The County of Riverside may soon be under a public health emergency after the exponential spread of Monkeypox in the Eastern region of the county.
Monday, Public Health Officer Dr. Geoffrey Leung signed a proclamation to allow health officials to focus attention on the virus that has spread so quickly.
There are currently 59 cases of probable/confirmed monkeypox most are in the Coachella Valley in men between the ages of 20 and 60.
Now, the Riverside County Board of Supervisors have seven days to ratify the action.
“We have seen the devastating physical effects of Monkeypox on those who have been infected, as well as the emotional toll on partners, family and loved ones,” said Leung. “Now is the time for Public Health, our community partners and local leadership to reinforce our commitment to work together to slow and eventually stop the spread of this virus.”
The reason for the proclamation is to show the community that Public Health views Monkeypox as a threat to all county residents, according to county public health officials.
Leung said the move could help as local officials lobby for additional vaccine, which has been in limited supply.
Public Health Officer Geoffrey Leung has proclaimed a Public Health Emergency due to the growing number of Monkeypox cases, a move that health officials say will focus attention on a virus that's spread quickly
Proclamation: https://t.co/hTchM0Aq2G pic.twitter.com/GbdiuJQYCf
— Dr. Geoffrey Leung (@RivCoDoc) August 8, 2022
Monkeypox is generally spread through intimate skin-to-skin contact, resulting from infectious rashes and scabs, though respiratory secretions and bodily fluids exchanged during extended physical episodes such as sexual intercourse can also lead to transmission, according to the CDC.

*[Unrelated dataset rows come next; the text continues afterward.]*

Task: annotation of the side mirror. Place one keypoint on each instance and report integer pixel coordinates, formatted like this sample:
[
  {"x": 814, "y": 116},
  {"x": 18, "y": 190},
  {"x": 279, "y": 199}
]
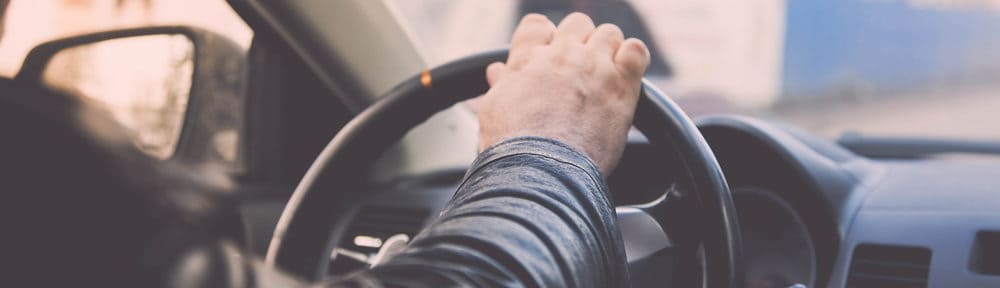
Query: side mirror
[{"x": 178, "y": 89}]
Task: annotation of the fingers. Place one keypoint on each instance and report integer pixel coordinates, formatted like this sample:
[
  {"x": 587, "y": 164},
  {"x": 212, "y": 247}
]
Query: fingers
[
  {"x": 606, "y": 39},
  {"x": 494, "y": 72},
  {"x": 632, "y": 58},
  {"x": 575, "y": 28},
  {"x": 533, "y": 31}
]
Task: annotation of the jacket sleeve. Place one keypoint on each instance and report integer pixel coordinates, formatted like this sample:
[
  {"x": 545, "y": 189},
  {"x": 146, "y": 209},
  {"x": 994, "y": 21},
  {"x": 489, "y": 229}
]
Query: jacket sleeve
[{"x": 531, "y": 212}]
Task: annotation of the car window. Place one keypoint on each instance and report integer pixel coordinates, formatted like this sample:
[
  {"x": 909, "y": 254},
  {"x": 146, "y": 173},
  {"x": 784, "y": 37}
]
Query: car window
[
  {"x": 906, "y": 67},
  {"x": 108, "y": 73}
]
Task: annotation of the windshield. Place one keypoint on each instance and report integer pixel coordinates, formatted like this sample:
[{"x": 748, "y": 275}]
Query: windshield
[{"x": 892, "y": 67}]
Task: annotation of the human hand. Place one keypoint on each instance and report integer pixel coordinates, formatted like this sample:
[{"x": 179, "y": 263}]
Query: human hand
[{"x": 574, "y": 83}]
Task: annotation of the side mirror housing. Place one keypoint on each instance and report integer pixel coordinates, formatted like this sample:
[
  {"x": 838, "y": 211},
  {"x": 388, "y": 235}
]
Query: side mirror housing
[{"x": 178, "y": 89}]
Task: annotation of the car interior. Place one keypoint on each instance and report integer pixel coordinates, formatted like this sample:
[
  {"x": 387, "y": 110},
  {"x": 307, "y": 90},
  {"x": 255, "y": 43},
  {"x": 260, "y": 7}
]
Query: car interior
[{"x": 343, "y": 141}]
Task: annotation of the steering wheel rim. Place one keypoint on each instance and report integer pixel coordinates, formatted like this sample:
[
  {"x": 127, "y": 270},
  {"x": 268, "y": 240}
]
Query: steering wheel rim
[{"x": 308, "y": 228}]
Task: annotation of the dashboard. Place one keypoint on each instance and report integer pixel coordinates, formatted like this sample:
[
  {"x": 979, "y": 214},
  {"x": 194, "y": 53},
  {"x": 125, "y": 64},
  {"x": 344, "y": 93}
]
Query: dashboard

Symptoms include fresh pimples, blisters, rashes, fever and fatigue. There is no specific treatment. People who have been infected with smallpox, or have been vaccinated for it, may have immunity to monkeypox.

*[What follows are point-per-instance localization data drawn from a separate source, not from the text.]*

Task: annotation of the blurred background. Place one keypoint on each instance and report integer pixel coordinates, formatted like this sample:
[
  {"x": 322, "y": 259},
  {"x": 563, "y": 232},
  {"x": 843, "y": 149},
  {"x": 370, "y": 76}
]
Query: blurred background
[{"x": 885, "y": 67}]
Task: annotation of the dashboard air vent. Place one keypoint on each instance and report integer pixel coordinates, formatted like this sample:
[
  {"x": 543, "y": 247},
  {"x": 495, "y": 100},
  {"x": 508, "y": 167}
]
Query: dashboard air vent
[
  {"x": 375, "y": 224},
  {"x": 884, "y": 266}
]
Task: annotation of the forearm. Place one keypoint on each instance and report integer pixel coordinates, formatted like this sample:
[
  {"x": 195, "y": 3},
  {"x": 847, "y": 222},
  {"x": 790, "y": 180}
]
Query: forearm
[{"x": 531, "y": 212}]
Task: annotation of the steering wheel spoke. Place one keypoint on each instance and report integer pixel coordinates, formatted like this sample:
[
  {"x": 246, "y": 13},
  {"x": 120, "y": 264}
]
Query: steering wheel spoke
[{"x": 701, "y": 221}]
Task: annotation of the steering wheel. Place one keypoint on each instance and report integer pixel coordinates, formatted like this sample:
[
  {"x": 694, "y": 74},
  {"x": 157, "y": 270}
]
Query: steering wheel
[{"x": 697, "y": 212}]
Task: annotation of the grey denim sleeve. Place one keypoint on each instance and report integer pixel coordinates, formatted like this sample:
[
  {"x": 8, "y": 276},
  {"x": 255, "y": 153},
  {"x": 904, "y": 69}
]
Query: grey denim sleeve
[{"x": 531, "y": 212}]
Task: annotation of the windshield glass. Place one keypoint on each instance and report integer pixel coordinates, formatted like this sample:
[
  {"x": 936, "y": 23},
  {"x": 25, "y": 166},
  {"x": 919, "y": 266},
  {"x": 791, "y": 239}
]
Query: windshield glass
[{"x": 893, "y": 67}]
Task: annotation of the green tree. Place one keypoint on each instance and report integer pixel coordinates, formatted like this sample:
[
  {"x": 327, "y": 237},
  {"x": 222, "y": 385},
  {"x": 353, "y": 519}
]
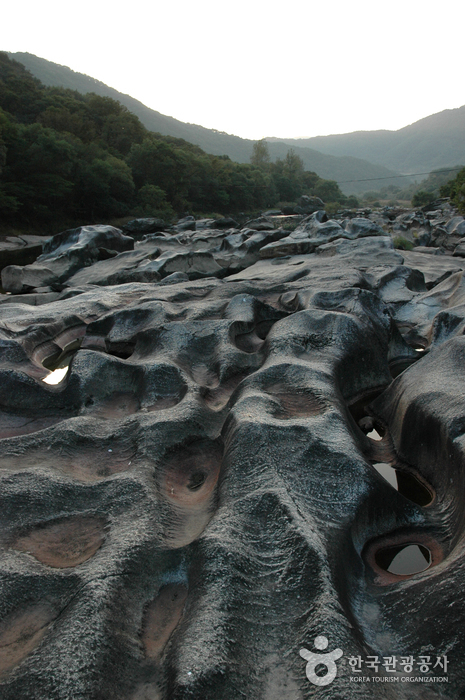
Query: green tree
[
  {"x": 260, "y": 157},
  {"x": 455, "y": 189}
]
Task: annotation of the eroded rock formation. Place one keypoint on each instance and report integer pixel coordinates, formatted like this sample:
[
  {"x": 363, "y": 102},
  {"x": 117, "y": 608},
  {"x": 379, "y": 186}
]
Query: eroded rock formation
[{"x": 242, "y": 446}]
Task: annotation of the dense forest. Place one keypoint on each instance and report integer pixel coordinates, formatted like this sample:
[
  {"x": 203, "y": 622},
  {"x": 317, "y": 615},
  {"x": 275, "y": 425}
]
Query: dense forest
[{"x": 67, "y": 158}]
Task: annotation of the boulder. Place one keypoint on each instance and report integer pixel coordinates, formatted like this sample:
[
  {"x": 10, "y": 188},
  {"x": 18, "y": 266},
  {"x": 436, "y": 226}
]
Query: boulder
[
  {"x": 66, "y": 253},
  {"x": 139, "y": 227}
]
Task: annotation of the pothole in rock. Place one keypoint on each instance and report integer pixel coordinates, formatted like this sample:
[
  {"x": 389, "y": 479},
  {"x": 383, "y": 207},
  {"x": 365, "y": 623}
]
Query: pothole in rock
[
  {"x": 404, "y": 560},
  {"x": 405, "y": 483},
  {"x": 401, "y": 555},
  {"x": 59, "y": 372}
]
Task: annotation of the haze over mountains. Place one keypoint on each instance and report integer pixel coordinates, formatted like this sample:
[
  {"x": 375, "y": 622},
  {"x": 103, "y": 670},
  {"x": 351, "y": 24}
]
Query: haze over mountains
[{"x": 438, "y": 141}]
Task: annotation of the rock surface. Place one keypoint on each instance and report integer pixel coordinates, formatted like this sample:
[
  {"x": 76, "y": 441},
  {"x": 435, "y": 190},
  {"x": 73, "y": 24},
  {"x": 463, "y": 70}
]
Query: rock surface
[{"x": 199, "y": 498}]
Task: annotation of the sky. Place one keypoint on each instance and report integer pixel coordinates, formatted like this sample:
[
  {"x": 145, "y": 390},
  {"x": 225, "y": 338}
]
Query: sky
[{"x": 256, "y": 69}]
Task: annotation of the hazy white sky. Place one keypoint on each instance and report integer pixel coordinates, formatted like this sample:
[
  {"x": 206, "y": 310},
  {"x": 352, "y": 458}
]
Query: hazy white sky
[{"x": 255, "y": 68}]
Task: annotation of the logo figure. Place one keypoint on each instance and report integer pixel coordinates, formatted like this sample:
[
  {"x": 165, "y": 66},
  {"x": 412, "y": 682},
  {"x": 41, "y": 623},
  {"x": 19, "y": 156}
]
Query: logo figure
[{"x": 313, "y": 660}]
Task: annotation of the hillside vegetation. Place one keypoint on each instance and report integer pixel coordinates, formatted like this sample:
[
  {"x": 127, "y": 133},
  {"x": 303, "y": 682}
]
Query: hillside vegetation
[
  {"x": 437, "y": 141},
  {"x": 68, "y": 158},
  {"x": 349, "y": 170}
]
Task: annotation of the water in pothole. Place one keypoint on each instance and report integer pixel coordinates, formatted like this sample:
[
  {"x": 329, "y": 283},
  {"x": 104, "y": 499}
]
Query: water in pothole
[
  {"x": 404, "y": 560},
  {"x": 405, "y": 483}
]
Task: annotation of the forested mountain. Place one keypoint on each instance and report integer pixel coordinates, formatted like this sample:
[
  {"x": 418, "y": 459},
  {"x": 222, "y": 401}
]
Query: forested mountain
[
  {"x": 347, "y": 169},
  {"x": 437, "y": 141},
  {"x": 70, "y": 158}
]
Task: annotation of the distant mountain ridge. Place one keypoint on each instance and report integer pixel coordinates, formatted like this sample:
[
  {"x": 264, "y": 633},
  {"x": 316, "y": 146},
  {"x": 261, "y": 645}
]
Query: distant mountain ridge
[
  {"x": 346, "y": 169},
  {"x": 437, "y": 141}
]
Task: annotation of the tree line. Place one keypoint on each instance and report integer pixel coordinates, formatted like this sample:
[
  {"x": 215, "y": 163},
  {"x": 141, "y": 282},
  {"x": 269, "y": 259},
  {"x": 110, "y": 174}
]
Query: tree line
[{"x": 67, "y": 158}]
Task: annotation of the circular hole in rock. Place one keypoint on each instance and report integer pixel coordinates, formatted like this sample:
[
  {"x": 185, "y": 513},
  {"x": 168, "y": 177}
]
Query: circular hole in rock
[
  {"x": 192, "y": 472},
  {"x": 404, "y": 560},
  {"x": 405, "y": 483}
]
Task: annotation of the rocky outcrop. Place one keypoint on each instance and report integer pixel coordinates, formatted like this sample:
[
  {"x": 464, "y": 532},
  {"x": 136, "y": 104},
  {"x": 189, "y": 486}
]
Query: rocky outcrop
[{"x": 250, "y": 458}]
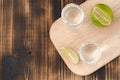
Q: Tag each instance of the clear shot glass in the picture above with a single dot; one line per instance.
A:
(72, 15)
(90, 52)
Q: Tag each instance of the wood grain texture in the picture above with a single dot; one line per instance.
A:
(26, 52)
(107, 38)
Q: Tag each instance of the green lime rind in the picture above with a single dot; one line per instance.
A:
(70, 54)
(107, 10)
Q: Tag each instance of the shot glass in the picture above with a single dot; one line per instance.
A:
(72, 15)
(90, 52)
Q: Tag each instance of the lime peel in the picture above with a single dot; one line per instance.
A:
(101, 15)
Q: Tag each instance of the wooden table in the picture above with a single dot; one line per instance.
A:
(26, 52)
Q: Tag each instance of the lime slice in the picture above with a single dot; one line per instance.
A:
(70, 54)
(101, 15)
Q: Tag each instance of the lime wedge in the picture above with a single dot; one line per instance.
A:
(70, 54)
(101, 15)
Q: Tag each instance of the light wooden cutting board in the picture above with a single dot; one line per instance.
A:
(108, 37)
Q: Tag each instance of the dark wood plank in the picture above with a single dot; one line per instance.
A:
(26, 52)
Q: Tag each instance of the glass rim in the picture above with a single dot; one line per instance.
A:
(72, 5)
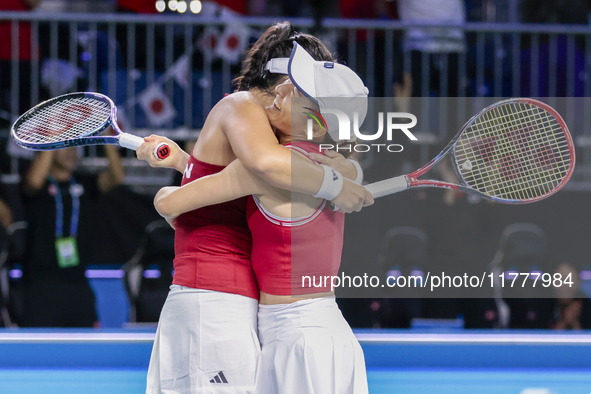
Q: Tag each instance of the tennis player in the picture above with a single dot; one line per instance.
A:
(307, 346)
(206, 340)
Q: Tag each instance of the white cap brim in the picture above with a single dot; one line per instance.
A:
(302, 76)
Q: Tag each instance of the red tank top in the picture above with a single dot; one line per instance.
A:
(213, 244)
(285, 251)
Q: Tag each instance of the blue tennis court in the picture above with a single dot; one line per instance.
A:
(115, 362)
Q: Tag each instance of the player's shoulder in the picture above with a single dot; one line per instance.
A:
(240, 101)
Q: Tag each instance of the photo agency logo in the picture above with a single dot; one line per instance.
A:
(391, 122)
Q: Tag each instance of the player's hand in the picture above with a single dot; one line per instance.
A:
(162, 207)
(352, 198)
(337, 162)
(176, 159)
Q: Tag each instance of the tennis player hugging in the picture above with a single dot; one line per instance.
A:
(307, 346)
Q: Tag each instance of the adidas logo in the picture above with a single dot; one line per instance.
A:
(219, 378)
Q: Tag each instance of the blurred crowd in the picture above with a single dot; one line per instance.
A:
(59, 205)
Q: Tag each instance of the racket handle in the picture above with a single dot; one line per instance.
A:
(161, 151)
(389, 186)
(130, 141)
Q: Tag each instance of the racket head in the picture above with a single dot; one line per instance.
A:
(59, 122)
(515, 151)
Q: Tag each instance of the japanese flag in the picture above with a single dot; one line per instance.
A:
(122, 120)
(180, 71)
(233, 42)
(156, 105)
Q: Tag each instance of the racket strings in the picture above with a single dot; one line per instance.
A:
(64, 120)
(511, 165)
(514, 151)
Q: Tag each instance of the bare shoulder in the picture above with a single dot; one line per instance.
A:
(240, 102)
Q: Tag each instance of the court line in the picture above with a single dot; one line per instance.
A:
(364, 338)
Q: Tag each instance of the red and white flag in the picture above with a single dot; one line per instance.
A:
(180, 71)
(156, 105)
(122, 120)
(233, 42)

People with symptoms are urged to visit a medical provider, cover the rash area with clothing, wear a mask and avoid close or skin-to-skin contact with others.

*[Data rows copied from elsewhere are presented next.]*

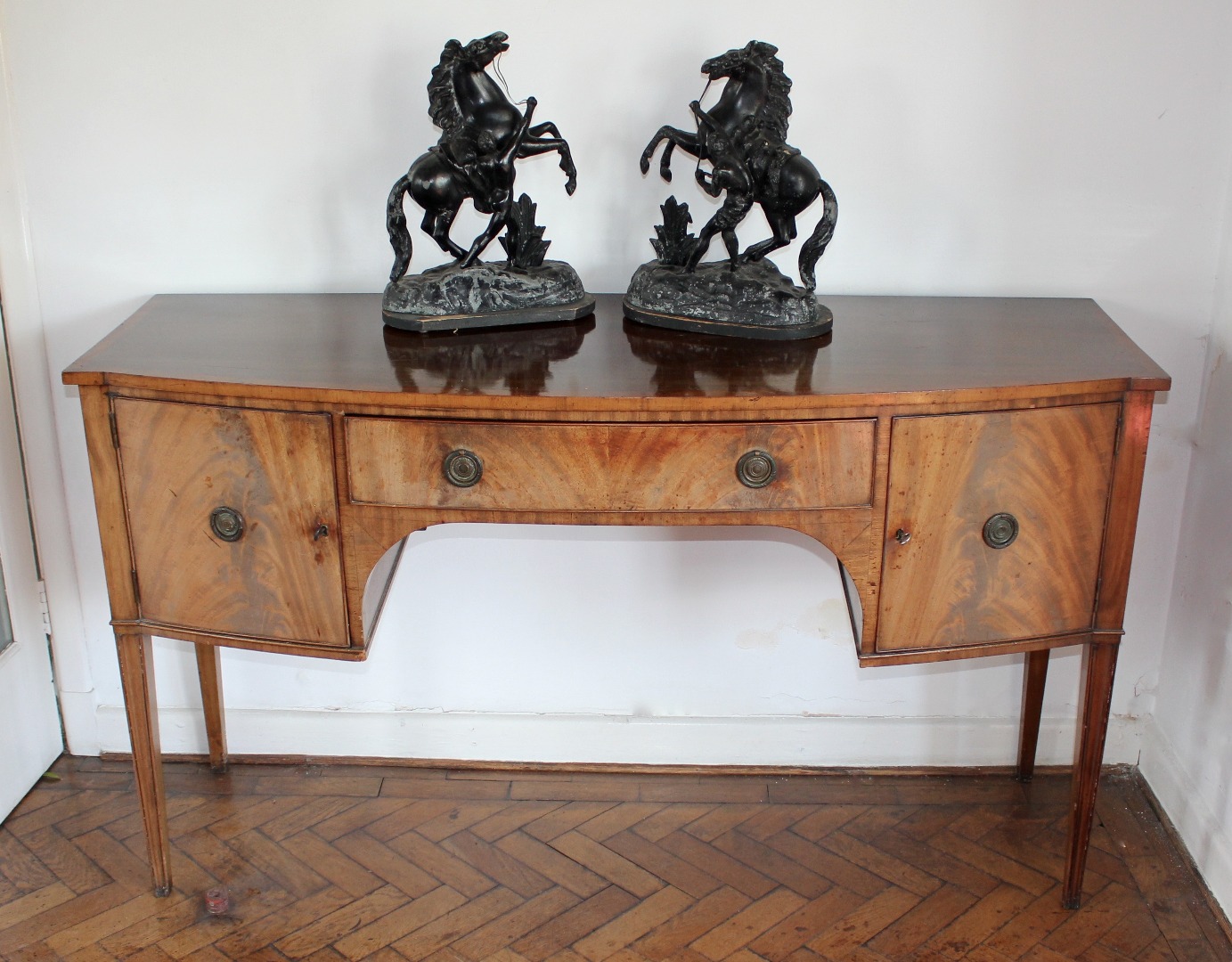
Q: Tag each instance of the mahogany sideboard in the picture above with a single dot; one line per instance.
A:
(974, 463)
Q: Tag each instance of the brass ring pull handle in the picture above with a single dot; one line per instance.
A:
(227, 524)
(1000, 530)
(755, 469)
(462, 469)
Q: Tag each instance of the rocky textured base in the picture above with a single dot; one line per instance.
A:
(755, 301)
(485, 296)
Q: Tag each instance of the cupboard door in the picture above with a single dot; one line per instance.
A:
(233, 520)
(994, 525)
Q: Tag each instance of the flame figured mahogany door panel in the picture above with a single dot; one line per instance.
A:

The CDC particularly recommends those steps for people who recently traveled to an area where monkeypox cases have been reported or who have had contact with a confirmed or suspected monkeypox case.
A full list of countries that have confirmed monkeypox cases is available at wwwnc.cdc.gov/travel/notices/alert/monkeypox. A state-by-state tally of cases is available at www.cdc.gov/poxvirus/monkeypox/response/2022/us- map.html.